Old Man Li knew about the academy. He had passed by its perimeter before, but he had dismissed it early on because the public notices mentioned strict age brackets. It had simply never crossed his mind that the institution would open its doors to girls.

Then again, the official at the silk market was a direct representative of Liu Bei's administration. If a government bureaucrat said the school was accepting female students, then the policy was as real as the stone walls of the city.

The next morning, before the sun could even burn through the heavy Chengdu mist, Old Man Li dragged himself out of bed.

He rumbled through the courtyard, roused his daughter, and marched her through the morning routine.

They washed up with cold water, smoothed out their plain robes, and headed straight for the grand administrative compound.

Now the place looked more like a government marketplace than an untouchable royal fortress.
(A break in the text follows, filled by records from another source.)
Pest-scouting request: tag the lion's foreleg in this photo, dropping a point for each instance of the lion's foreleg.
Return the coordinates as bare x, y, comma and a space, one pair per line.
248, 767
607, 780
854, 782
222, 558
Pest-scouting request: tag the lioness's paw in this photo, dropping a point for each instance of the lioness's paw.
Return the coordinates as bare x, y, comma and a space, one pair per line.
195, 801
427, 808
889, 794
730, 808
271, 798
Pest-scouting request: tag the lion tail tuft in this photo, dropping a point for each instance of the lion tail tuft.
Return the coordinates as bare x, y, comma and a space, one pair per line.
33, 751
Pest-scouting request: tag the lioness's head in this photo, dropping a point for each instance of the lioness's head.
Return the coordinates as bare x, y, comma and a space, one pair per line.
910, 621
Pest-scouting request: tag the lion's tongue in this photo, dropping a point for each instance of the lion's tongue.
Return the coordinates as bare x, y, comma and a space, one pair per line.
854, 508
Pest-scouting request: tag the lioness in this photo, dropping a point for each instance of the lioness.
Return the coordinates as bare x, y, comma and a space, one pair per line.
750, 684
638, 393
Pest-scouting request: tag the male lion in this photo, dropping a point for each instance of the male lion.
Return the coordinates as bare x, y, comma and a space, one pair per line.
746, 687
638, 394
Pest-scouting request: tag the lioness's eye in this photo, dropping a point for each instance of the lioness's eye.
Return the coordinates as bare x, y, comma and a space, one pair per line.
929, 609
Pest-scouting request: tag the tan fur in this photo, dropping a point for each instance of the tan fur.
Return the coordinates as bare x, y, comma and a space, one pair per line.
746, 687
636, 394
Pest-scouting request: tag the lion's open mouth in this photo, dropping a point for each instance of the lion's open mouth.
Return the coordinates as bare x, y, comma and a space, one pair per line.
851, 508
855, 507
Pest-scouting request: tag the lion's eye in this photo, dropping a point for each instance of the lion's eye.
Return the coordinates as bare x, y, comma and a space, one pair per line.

The outer avenues were crowded from sunrise onward. Refugees carrying registration slips stood shoulder to shoulder with merchants, craftsmen, junior clerks, and military couriers. Ox carts loaded with bamboo documents rolled in and out of the compound gates nonstop.

Old Man Li even spotted a farmer arguing loudly with a tax official while holding a chicken under one arm.

Nobody dragged the man away for disrespecting authority. Two nearby guards merely watched the argument with exhausted expressions.

His daughter walked close beside him, her eyes darting around nervously.

"Father," she whispered, "are we really allowed to enter?"

"Of course," Old Man Li replied immediately, though internally he was slightly less confident.

The closer they got to the administrative halls, the stranger the atmosphere became. Young scholars carrying bundles of books jogged between buildings at full speed. Several officials sat beneath temporary awnings reviewing stacks of household registrations.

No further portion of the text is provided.